If you drive in Pennsylvania, construction is simply a part of your life. Route 30, it seems, has been under construction since I moved here in April of 1989. Sure the stretch around Park City and Manheim Pike turned out nice, but once you move west, towards the sticks, the condition of the road deteriorates. The seams in the concrete rack your brain for a good 4 exits. The part of 30 heading towards York is giving me more headaches that I can handle. Forget for a moment that it's taking entirely too long, and that I just drove through it last month and saw no change or progress or workers, the real problem is the effect it is having on the rest of the roads in the area. Most drivers are avoiding 30 and taking regular roads to get to work. I never once had to wait more than 3 minutes to get out of my parents neighborhood. Now I can almost get through American Pie before I can pull out. Never did I have to wait through 3 green lights to get through the Stoney Battery intersection. I lived 4 miles from work and leaving 25 minutes early meant I was assured to be clocking in at 8:07.
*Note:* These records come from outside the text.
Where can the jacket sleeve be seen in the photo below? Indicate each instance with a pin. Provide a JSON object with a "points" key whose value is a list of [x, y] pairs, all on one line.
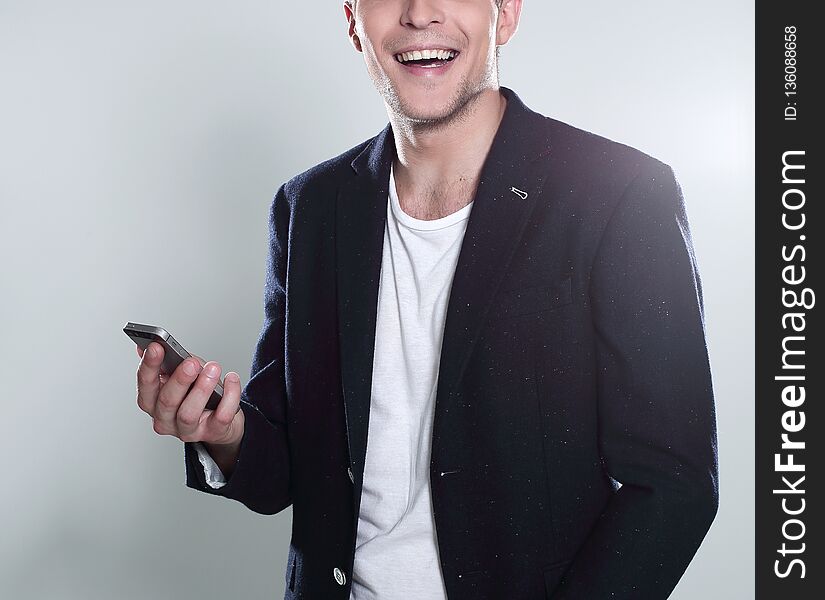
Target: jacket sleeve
{"points": [[657, 426], [260, 478]]}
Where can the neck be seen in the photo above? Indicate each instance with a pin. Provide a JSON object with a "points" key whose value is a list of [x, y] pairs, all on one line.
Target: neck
{"points": [[448, 155]]}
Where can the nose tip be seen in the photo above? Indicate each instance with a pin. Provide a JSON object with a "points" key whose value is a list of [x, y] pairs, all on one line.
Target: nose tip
{"points": [[422, 13]]}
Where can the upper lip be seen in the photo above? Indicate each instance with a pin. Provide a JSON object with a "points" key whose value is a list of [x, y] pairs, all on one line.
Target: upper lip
{"points": [[421, 47]]}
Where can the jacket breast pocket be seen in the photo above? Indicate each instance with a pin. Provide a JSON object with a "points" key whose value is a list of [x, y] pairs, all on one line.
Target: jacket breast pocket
{"points": [[531, 299]]}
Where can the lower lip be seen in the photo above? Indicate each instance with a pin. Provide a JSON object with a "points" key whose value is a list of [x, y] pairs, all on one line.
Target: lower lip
{"points": [[434, 71]]}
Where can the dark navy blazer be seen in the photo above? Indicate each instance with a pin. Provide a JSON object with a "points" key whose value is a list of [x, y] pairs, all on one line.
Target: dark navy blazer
{"points": [[574, 439]]}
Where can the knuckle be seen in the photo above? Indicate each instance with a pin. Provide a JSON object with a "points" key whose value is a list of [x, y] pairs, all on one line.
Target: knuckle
{"points": [[187, 419], [167, 401]]}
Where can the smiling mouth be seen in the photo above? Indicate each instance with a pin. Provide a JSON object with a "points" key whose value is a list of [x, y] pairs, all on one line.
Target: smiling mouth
{"points": [[426, 58]]}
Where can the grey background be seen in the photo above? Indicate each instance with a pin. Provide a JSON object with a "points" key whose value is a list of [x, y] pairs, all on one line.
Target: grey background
{"points": [[140, 145]]}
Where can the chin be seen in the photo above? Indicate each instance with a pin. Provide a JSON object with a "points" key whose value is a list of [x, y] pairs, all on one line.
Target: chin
{"points": [[429, 109]]}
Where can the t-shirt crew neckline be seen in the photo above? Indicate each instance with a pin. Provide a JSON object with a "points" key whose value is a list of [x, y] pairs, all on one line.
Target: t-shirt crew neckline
{"points": [[423, 224]]}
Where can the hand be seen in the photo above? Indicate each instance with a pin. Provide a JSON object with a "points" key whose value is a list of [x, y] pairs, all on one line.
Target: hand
{"points": [[183, 415]]}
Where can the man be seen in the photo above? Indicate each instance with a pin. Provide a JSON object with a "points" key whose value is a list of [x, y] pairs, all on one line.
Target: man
{"points": [[482, 371]]}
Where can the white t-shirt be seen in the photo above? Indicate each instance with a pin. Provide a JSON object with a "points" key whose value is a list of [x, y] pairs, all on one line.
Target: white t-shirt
{"points": [[396, 554]]}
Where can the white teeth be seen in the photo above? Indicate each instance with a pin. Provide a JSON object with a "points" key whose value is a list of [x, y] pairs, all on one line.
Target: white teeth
{"points": [[425, 54]]}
Equally disconserting are the conditions of the actual roads. Which is pretty amazing considering the constant construction that is always going on. Pot holes are everywhere. Feeble attempts to fill the holes or patch the cracks might make for a quick fix, but long term it offers no solution. What drives me more nuts is the curious location of the manhole covers that dot every 1/100 of a mile anywhere you turn. Common sense might dictate that they are placed in the center of the lane, where they can provide access for whatever the hell they provide access to (has anyone ever seen a man go in to a man hole?), while not making the road a hazard to your shocks, suspension, wheel axles, tires or the shirt your were wearing that you just spilled coffee all over because you just had your car rocked. For some reason, the holes are located closer to the middle of the road, where if you are sober and are between the yellow, lines up perfectly with your 2 left tires. I like going to the Fairview Tavern, which is atop the hill on Prospect Road. If you have every driven that road, you would know that there are about 10 manholes along the way. I can't imagine why they would need intermitten access to the underground every 20 feet, but incase they do, the manholes are there! If you travel up the hill, you'll find that the road is very windey and is also very tight-mail boxes and drive ways give you very little room to manuever. So while you are driving, it's next to impossible to navigate around the 20 or so fox holes without risking a collision with a passing motorist in the opposite lane or one of the 30 mailboxes. So if I want to get to the Fairview, I better be prepared for approx. 40 thunks and a visit to Meineke in the not so distant future. Those familiar with the area might say I should take High Ridge Road up the hill, but that might be worst road in the Country, let alone in the state.